And suddenly they look very very similar.

As already mentioned, I can't see any significant difference in performance with that.

Unless you have some other additional criteria or conditions, or something ...

• Member Posts: 26

Thanks for your responses.

Possible Values of my_columns are only 3 ( i ) 'Y'  ( ii )  'N' ( iii ) NULL

1) nvl( my_column, 'N') <> 'Y'

2) nvl( my_column, 'N') = 'N'

Both gives same performance?

If not, could you please explain the reason for the better performance option.

In other words, does the = operator give better performance than <> operator with strings?

--

Thanks

Peddi

• Member, Moderator Posts: 40,327 Red Diamond
edited March 2014 Accepted Answer

Hi, Peddi,

The comparison will be equally efficient, whether you use = or <>.

• Member Posts: 26

Many thanks for the practical results.

• Member Posts: 9,587 Gold Crown

The answer depends on how much of the data is null, N or Y.

If you have a large data set and a tiny amount of data at N or NULL then you can create a function-based index on nvl(mycolumn,'N'), create a histogram on the indexed column, and the predicate nvl(mycolumn,'N')  = 'N' will be able to use the index.

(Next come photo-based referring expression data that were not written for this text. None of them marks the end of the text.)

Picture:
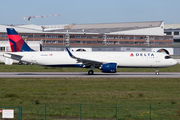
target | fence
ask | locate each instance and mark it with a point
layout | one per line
(17, 112)
(99, 112)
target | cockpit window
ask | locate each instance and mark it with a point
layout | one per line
(167, 57)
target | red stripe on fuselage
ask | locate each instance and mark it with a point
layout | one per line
(12, 47)
(18, 40)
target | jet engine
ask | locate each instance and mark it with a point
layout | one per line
(109, 67)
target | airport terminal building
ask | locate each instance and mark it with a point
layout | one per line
(136, 36)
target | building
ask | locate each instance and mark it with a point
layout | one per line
(136, 36)
(174, 30)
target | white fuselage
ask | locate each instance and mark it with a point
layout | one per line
(123, 59)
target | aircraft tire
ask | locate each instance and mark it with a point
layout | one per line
(90, 72)
(157, 73)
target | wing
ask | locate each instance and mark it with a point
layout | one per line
(86, 62)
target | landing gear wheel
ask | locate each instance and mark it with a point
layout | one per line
(157, 72)
(90, 72)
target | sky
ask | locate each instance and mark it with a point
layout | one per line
(89, 11)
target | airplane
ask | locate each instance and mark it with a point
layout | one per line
(108, 62)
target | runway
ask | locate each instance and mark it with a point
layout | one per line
(85, 75)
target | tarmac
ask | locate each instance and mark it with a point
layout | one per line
(85, 75)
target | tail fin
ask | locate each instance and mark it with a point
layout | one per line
(16, 42)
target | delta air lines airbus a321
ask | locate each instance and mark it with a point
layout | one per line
(105, 61)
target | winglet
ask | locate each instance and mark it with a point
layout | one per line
(70, 54)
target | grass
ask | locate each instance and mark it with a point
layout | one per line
(36, 68)
(93, 97)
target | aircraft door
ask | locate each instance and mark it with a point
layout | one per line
(158, 58)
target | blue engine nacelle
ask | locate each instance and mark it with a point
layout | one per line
(109, 67)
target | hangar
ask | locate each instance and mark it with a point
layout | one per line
(135, 36)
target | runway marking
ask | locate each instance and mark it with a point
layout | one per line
(85, 75)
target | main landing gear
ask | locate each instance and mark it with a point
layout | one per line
(91, 72)
(157, 72)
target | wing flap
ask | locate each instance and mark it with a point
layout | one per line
(85, 61)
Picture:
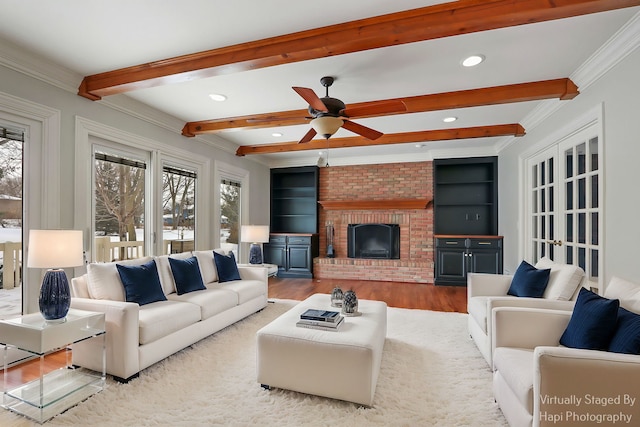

Better yet in those circumstances to use a CASE expression to convert everything else to NULL, (and change the predicate accordingly), then you have an index only on the rows you want and don't need a histogram.

Regards

Jonathan Lewis

• Member Posts: 16,076 Gold Crown

How about creating the index as follows: create index t_idx on t (my_column, 'N'); ?

Then would we still need an NVL in the query and/or the function based index?

(I'm without a database to test this currently, hence my question.)

This discussion has been closed.